Commenting on the Critics with Simon Columb…
He has become the third co-host of the SlashFilm podcast and now it appears that Jeff Cannata is joining the legion of Star Wars fans who refuse to watch the trailer. He tweeted:
“Just to be clear, I love teasers! But Star Wars is different. Would love to be able to walk into a theatre having never seen a single image.”
If you have no idea who Jeff Cannata is, I strongly recommend hunting down his work here: http://jeffcannata.com/
This week saw blockbuster film fans of the world rejoice. After years of production hell, Jurassic World is well on its way to release next year. The trailer revealed a combination of stories we had heard about (a genetically modified dino) and scenes of an open park in full operation [watch it here]. On Friday, Star Wars Episode VII: The Force Awakens landed [watch it here]. With a Sith lord here and a Millennium Falcon there, the trailer served its purpose. Fans are now desperate for the future.
But Cannata argues a legitimate question. To watch or not to watch? (whether ‘tis nobler for the mind to suffer/the flashes and explosions of outrageous publicity…). Should we refuse to see the publicity material, chosen specifically by the studio, to whet our appetite? Or should we partake in the gratuitous moving billboards that are splashed over YouTube and our social networks? To make matters worse, as the iconic font reveals after 88 seconds, a further 12 months are due before we can judge the film at all
I remember seeing The Matrix Reloaded trailer at the cinema. The excitement and buzz surrounding the relentless onslaught of Agent Smith’s attacking Neo and the epic scale that was clearly achieved was something that, at the point of the trailer, was simply mesmerising. I was bought early on. My ticket would’ve been bought as I left the cinema that day. Then, emerging from the darkness following the fateful first viewing of the film, I was unimpressed. Granted, all the footage from the trailer was in the film, but the story itself wasn’t held together as succinctly as The Matrix. The baffled audiences felt duped as they couldn’t make head or tail of the tri-thread narrative and wider philosophical allegories it attempted to show. If I had gone to the film trailer-free, would I have been more open to a dense, thought-provoking film? Did the kung-fu and sci-fi spaceships that dominated the trailer sell me on the action and ‘fun-time’, rather than the tricky plot and spiritual metaphors that clouded the film when I saw it? I’ll never know.

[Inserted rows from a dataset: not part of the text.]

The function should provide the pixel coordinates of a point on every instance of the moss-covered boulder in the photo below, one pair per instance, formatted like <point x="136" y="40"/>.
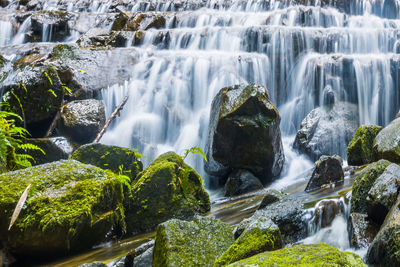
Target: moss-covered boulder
<point x="167" y="189"/>
<point x="261" y="235"/>
<point x="360" y="148"/>
<point x="117" y="159"/>
<point x="244" y="133"/>
<point x="82" y="120"/>
<point x="70" y="207"/>
<point x="55" y="148"/>
<point x="363" y="183"/>
<point x="304" y="255"/>
<point x="383" y="193"/>
<point x="385" y="249"/>
<point x="196" y="243"/>
<point x="387" y="142"/>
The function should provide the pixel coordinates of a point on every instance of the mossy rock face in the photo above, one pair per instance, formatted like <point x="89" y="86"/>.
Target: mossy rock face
<point x="364" y="182"/>
<point x="114" y="158"/>
<point x="360" y="148"/>
<point x="385" y="249"/>
<point x="387" y="142"/>
<point x="319" y="254"/>
<point x="383" y="193"/>
<point x="261" y="235"/>
<point x="196" y="243"/>
<point x="167" y="189"/>
<point x="70" y="207"/>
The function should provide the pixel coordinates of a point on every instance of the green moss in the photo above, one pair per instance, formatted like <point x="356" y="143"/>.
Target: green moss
<point x="120" y="160"/>
<point x="196" y="243"/>
<point x="262" y="235"/>
<point x="63" y="51"/>
<point x="168" y="188"/>
<point x="71" y="205"/>
<point x="363" y="183"/>
<point x="360" y="148"/>
<point x="304" y="255"/>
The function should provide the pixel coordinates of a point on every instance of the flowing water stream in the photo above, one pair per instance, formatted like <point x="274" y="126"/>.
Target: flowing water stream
<point x="296" y="51"/>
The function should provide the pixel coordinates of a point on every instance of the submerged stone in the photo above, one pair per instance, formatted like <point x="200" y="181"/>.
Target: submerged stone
<point x="70" y="207"/>
<point x="196" y="243"/>
<point x="303" y="255"/>
<point x="167" y="189"/>
<point x="360" y="149"/>
<point x="261" y="235"/>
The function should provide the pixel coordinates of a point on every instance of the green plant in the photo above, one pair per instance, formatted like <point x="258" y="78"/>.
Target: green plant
<point x="194" y="150"/>
<point x="12" y="140"/>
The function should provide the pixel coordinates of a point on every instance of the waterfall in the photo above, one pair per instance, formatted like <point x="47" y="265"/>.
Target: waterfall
<point x="296" y="51"/>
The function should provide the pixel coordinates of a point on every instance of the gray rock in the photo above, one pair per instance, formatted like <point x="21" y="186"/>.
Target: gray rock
<point x="327" y="171"/>
<point x="327" y="131"/>
<point x="240" y="182"/>
<point x="383" y="193"/>
<point x="361" y="230"/>
<point x="244" y="133"/>
<point x="82" y="120"/>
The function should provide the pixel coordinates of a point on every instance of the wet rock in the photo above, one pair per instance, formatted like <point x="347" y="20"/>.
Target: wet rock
<point x="361" y="230"/>
<point x="326" y="211"/>
<point x="363" y="183"/>
<point x="287" y="214"/>
<point x="360" y="149"/>
<point x="384" y="248"/>
<point x="261" y="235"/>
<point x="327" y="171"/>
<point x="303" y="255"/>
<point x="240" y="182"/>
<point x="82" y="120"/>
<point x="387" y="145"/>
<point x="244" y="133"/>
<point x="117" y="159"/>
<point x="49" y="24"/>
<point x="196" y="243"/>
<point x="167" y="189"/>
<point x="70" y="205"/>
<point x="327" y="131"/>
<point x="55" y="148"/>
<point x="271" y="196"/>
<point x="383" y="193"/>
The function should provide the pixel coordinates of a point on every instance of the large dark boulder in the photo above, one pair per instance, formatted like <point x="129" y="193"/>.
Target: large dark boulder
<point x="244" y="133"/>
<point x="327" y="131"/>
<point x="360" y="149"/>
<point x="261" y="235"/>
<point x="196" y="243"/>
<point x="117" y="159"/>
<point x="383" y="193"/>
<point x="327" y="171"/>
<point x="240" y="182"/>
<point x="82" y="120"/>
<point x="363" y="182"/>
<point x="387" y="144"/>
<point x="70" y="207"/>
<point x="384" y="249"/>
<point x="287" y="214"/>
<point x="319" y="254"/>
<point x="167" y="189"/>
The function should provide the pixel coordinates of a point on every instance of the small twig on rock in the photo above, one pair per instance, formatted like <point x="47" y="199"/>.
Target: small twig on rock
<point x="112" y="117"/>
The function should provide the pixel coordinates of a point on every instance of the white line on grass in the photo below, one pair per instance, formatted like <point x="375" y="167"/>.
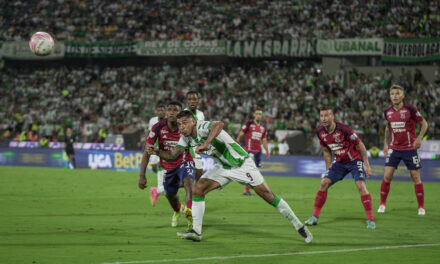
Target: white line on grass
<point x="273" y="255"/>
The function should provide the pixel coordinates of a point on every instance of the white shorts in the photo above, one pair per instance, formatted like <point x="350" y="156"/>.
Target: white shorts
<point x="198" y="162"/>
<point x="154" y="159"/>
<point x="248" y="174"/>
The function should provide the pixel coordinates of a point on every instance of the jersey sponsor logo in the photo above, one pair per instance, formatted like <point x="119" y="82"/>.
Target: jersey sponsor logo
<point x="397" y="124"/>
<point x="169" y="144"/>
<point x="353" y="137"/>
<point x="335" y="146"/>
<point x="256" y="135"/>
<point x="340" y="152"/>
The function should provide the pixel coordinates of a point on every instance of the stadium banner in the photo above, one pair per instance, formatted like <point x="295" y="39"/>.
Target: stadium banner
<point x="314" y="166"/>
<point x="182" y="48"/>
<point x="32" y="157"/>
<point x="80" y="49"/>
<point x="20" y="50"/>
<point x="353" y="47"/>
<point x="60" y="145"/>
<point x="272" y="48"/>
<point x="411" y="50"/>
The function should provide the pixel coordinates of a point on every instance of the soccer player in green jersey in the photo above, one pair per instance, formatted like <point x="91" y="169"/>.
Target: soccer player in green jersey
<point x="233" y="164"/>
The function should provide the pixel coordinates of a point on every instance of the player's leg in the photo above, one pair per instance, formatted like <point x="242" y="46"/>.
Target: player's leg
<point x="412" y="162"/>
<point x="187" y="174"/>
<point x="171" y="186"/>
<point x="253" y="156"/>
<point x="284" y="209"/>
<point x="356" y="168"/>
<point x="209" y="181"/>
<point x="335" y="173"/>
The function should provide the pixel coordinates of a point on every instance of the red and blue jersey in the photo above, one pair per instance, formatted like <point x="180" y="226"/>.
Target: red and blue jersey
<point x="402" y="126"/>
<point x="342" y="142"/>
<point x="167" y="140"/>
<point x="253" y="134"/>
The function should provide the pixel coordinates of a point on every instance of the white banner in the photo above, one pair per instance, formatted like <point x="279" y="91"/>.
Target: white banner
<point x="341" y="47"/>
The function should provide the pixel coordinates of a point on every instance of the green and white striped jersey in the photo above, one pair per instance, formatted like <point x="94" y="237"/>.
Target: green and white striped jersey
<point x="198" y="116"/>
<point x="223" y="148"/>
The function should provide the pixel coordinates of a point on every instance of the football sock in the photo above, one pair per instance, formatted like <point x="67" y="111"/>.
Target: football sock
<point x="176" y="207"/>
<point x="320" y="199"/>
<point x="420" y="194"/>
<point x="384" y="190"/>
<point x="198" y="210"/>
<point x="368" y="206"/>
<point x="284" y="209"/>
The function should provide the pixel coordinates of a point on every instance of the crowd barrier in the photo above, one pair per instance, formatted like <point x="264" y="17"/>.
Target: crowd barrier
<point x="302" y="166"/>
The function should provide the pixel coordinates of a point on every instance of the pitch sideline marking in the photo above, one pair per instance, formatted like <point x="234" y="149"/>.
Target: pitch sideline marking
<point x="273" y="255"/>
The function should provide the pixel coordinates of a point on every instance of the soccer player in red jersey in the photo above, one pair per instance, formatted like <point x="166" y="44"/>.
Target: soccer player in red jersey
<point x="181" y="170"/>
<point x="255" y="134"/>
<point x="402" y="119"/>
<point x="350" y="157"/>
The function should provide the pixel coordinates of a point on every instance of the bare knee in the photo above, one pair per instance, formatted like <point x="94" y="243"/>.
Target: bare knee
<point x="325" y="184"/>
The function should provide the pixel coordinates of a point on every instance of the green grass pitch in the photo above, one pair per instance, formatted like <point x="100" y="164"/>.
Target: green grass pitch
<point x="99" y="216"/>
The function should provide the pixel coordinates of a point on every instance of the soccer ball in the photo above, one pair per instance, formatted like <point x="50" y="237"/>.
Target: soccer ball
<point x="41" y="44"/>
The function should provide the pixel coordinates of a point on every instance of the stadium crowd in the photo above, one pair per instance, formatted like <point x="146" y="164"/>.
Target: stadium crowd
<point x="93" y="100"/>
<point x="135" y="20"/>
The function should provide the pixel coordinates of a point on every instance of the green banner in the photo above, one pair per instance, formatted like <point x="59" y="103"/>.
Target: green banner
<point x="19" y="50"/>
<point x="343" y="47"/>
<point x="78" y="49"/>
<point x="272" y="48"/>
<point x="181" y="48"/>
<point x="411" y="50"/>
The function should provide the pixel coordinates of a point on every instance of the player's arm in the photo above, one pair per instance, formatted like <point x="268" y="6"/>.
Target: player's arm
<point x="423" y="130"/>
<point x="215" y="129"/>
<point x="327" y="153"/>
<point x="144" y="164"/>
<point x="240" y="135"/>
<point x="386" y="139"/>
<point x="364" y="155"/>
<point x="170" y="155"/>
<point x="266" y="147"/>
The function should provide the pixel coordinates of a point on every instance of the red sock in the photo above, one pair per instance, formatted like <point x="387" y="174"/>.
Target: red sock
<point x="189" y="204"/>
<point x="420" y="194"/>
<point x="384" y="190"/>
<point x="176" y="208"/>
<point x="368" y="206"/>
<point x="320" y="199"/>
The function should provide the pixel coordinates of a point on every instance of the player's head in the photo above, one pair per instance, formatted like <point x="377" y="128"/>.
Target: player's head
<point x="326" y="116"/>
<point x="186" y="122"/>
<point x="258" y="115"/>
<point x="160" y="110"/>
<point x="192" y="100"/>
<point x="173" y="109"/>
<point x="397" y="94"/>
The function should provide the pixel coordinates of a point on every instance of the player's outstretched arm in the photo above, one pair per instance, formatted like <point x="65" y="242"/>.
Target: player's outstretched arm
<point x="240" y="135"/>
<point x="144" y="164"/>
<point x="327" y="153"/>
<point x="216" y="128"/>
<point x="423" y="130"/>
<point x="171" y="154"/>
<point x="364" y="155"/>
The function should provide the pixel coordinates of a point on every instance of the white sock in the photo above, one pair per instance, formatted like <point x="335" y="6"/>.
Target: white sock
<point x="198" y="210"/>
<point x="284" y="209"/>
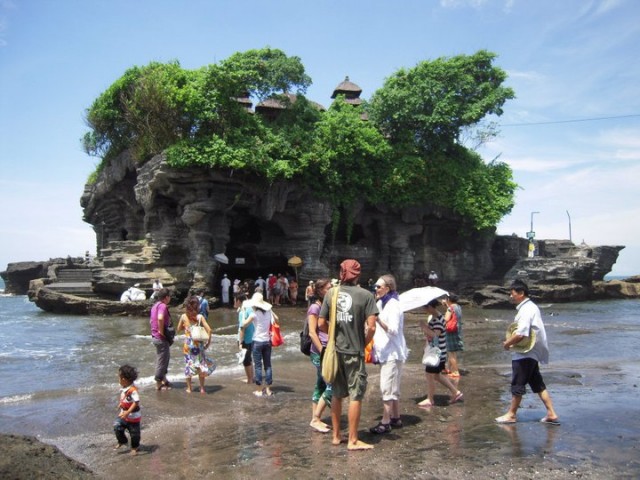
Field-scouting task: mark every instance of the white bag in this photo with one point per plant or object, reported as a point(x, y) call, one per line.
point(431, 356)
point(199, 333)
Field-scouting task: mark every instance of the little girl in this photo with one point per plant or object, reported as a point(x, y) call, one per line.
point(129, 416)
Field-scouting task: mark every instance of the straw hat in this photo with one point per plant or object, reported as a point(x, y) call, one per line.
point(257, 301)
point(524, 345)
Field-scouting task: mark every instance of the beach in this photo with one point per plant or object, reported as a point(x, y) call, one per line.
point(229, 433)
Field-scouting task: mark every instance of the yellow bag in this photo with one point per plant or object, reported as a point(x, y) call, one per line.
point(329, 354)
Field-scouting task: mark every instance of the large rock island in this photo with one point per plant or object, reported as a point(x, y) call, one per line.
point(188, 227)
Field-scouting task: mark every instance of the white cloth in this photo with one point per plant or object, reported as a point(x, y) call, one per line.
point(528, 317)
point(391, 344)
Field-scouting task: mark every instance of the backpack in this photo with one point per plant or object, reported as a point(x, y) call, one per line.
point(305, 339)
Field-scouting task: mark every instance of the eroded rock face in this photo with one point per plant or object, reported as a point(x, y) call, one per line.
point(153, 221)
point(187, 216)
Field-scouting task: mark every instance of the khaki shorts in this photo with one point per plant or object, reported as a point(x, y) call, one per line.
point(351, 380)
point(390, 374)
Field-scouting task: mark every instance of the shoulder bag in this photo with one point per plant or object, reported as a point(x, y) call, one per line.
point(329, 354)
point(305, 339)
point(452, 324)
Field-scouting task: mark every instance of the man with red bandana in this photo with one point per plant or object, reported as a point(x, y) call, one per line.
point(355, 325)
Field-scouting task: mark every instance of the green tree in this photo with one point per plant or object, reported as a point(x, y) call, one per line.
point(429, 105)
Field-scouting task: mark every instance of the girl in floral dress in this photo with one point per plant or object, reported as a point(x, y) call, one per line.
point(196, 362)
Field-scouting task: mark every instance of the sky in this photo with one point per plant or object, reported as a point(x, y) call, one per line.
point(571, 135)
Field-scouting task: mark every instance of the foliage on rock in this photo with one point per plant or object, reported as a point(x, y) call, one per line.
point(407, 153)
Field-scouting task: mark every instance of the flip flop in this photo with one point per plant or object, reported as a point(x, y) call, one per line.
point(550, 421)
point(505, 420)
point(458, 398)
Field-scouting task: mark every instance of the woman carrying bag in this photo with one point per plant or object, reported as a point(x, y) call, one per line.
point(197, 340)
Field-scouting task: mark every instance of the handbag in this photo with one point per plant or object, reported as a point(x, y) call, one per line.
point(329, 353)
point(370, 353)
point(452, 323)
point(199, 333)
point(276, 336)
point(431, 355)
point(169, 333)
point(305, 339)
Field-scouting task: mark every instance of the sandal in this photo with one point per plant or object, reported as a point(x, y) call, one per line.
point(396, 423)
point(380, 428)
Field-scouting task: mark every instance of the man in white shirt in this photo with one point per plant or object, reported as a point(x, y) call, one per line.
point(524, 364)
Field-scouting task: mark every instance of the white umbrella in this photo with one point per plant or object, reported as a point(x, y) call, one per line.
point(221, 258)
point(417, 297)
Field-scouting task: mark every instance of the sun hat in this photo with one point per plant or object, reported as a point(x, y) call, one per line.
point(524, 345)
point(257, 301)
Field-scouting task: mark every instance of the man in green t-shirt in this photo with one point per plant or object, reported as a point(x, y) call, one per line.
point(355, 325)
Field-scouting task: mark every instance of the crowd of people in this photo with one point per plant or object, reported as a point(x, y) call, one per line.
point(360, 318)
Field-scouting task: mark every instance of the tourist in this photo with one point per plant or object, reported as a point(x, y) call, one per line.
point(260, 284)
point(355, 326)
point(160, 321)
point(271, 285)
point(434, 333)
point(129, 416)
point(196, 362)
point(236, 293)
point(225, 284)
point(262, 318)
point(308, 293)
point(321, 396)
point(390, 350)
point(157, 285)
point(245, 336)
point(454, 338)
point(293, 291)
point(525, 366)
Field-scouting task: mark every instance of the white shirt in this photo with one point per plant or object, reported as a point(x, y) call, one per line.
point(528, 317)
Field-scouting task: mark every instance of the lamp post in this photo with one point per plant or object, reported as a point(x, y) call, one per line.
point(532, 214)
point(531, 235)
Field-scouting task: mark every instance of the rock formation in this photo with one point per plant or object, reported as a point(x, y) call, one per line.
point(153, 221)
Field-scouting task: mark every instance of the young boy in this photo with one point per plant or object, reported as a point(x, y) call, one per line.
point(129, 416)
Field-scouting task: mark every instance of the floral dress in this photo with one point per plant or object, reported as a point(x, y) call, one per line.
point(194, 356)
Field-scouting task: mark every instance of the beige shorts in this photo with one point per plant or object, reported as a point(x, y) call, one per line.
point(390, 375)
point(351, 380)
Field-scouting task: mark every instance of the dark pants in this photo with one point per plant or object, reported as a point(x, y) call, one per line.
point(119, 428)
point(262, 356)
point(163, 354)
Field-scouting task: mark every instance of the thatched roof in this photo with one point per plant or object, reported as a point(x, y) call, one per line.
point(347, 88)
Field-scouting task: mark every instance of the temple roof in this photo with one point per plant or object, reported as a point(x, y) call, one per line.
point(347, 88)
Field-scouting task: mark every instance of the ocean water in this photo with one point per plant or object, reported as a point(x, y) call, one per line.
point(59, 376)
point(49, 355)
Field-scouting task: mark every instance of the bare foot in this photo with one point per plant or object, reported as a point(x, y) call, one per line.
point(359, 445)
point(319, 426)
point(506, 418)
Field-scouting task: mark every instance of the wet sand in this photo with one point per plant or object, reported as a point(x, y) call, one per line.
point(230, 433)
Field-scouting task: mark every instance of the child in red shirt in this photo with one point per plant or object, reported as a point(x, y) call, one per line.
point(129, 416)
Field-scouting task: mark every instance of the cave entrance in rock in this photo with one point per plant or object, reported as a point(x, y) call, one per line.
point(251, 251)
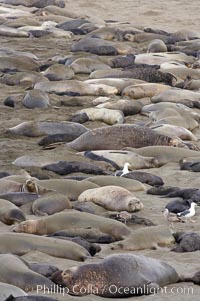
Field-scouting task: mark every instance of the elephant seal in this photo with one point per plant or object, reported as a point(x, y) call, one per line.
point(37, 129)
point(161, 190)
point(144, 90)
point(157, 45)
point(36, 99)
point(10, 214)
point(73, 219)
point(18, 63)
point(71, 188)
point(89, 234)
point(92, 248)
point(6, 290)
point(55, 138)
point(16, 272)
point(146, 238)
point(128, 107)
point(58, 72)
point(87, 65)
point(144, 177)
point(119, 136)
point(131, 185)
point(22, 243)
point(108, 116)
point(134, 275)
point(191, 166)
point(64, 168)
point(177, 95)
point(119, 158)
point(24, 79)
point(165, 154)
point(175, 131)
point(112, 198)
point(50, 203)
point(19, 198)
point(75, 88)
point(186, 242)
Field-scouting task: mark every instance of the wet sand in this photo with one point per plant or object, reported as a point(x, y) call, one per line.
point(170, 16)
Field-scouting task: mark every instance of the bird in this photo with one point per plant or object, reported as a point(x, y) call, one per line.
point(120, 173)
point(175, 207)
point(189, 213)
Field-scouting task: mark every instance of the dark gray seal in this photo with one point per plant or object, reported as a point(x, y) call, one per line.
point(89, 234)
point(64, 168)
point(120, 136)
point(133, 275)
point(186, 242)
point(36, 99)
point(145, 177)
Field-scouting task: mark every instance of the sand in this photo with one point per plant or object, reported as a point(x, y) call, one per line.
point(167, 15)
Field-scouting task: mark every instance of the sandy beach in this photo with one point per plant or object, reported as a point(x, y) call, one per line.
point(170, 16)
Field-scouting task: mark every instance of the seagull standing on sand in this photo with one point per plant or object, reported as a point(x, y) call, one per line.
point(187, 214)
point(120, 173)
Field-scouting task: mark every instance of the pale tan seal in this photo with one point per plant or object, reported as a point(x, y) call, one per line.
point(8, 289)
point(112, 198)
point(22, 243)
point(144, 90)
point(10, 214)
point(118, 275)
point(119, 158)
point(51, 203)
point(129, 184)
point(71, 188)
point(75, 88)
point(146, 238)
point(108, 116)
point(157, 45)
point(36, 129)
point(165, 154)
point(175, 131)
point(87, 65)
point(128, 107)
point(15, 271)
point(72, 220)
point(119, 136)
point(58, 72)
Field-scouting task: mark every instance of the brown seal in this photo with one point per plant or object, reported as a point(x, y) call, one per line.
point(119, 136)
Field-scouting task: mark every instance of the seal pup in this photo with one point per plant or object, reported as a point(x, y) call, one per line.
point(120, 173)
point(186, 242)
point(119, 136)
point(187, 214)
point(112, 198)
point(138, 274)
point(6, 290)
point(72, 220)
point(146, 238)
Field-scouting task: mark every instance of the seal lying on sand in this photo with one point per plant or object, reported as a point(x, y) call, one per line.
point(119, 136)
point(16, 272)
point(7, 289)
point(112, 198)
point(186, 242)
point(21, 243)
point(146, 238)
point(9, 213)
point(73, 219)
point(118, 275)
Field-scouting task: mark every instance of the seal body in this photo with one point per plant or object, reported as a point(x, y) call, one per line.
point(112, 198)
point(119, 275)
point(119, 136)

But this isn’t your usual series. Star Wars is a mega franchise that is built on merchandise and advertising. The experience of trailer-watching is part of the excitement. Producers expect you to watch in preparation. Of course, when you attend a film festival, rarely have you seen a trailer in preparation. This is primarily because the experience is a different beast – wild and untamed, challenging and profound (Unless it’s awful and surely didn’t deserve billing at the festival in the first place). But Star Wars? Jurassic World? These are famous for their merchandising! They are so big that events are created around them. These are blockbusters, and part of the process of blockbuster-watching is the build-up beforehand. The comic-con panels! The “viral” websites! The teasers and trailers! Who doesn’t recall the iconic little-child-with-Vader-standing-behind-him Star Wars: Episode I – The Phantom Menace poster! Never forget the stupid T-Rex bones, stomped upon by Godzilla in 1997, one year before it’s release in ‘98! Or even that T-Rex foot, in the rainy mud, revealing The Lost World: Jurassic Park. Maybe it will be awful, but at least you’ll remember the day you watched that trailer and your dreams felt so close to being realised …
There is an etiquette to follow. Don’t watch it hundreds of times. I’m not a big fan (sorry Flickering Myth!) of frame-by-frame and deep-analysis of the trailer. Those small snapshots within the trailer are supposed to tease and by December 2015 (or May 2015 for Jurassic World) you should have forgotten them anyway. I’m excited for both J.J. Abrams and Colin Treverrow’s offerings because of the sneak-peeks revealed this week – and this feeling is a part of the magic of the Hollywood machine.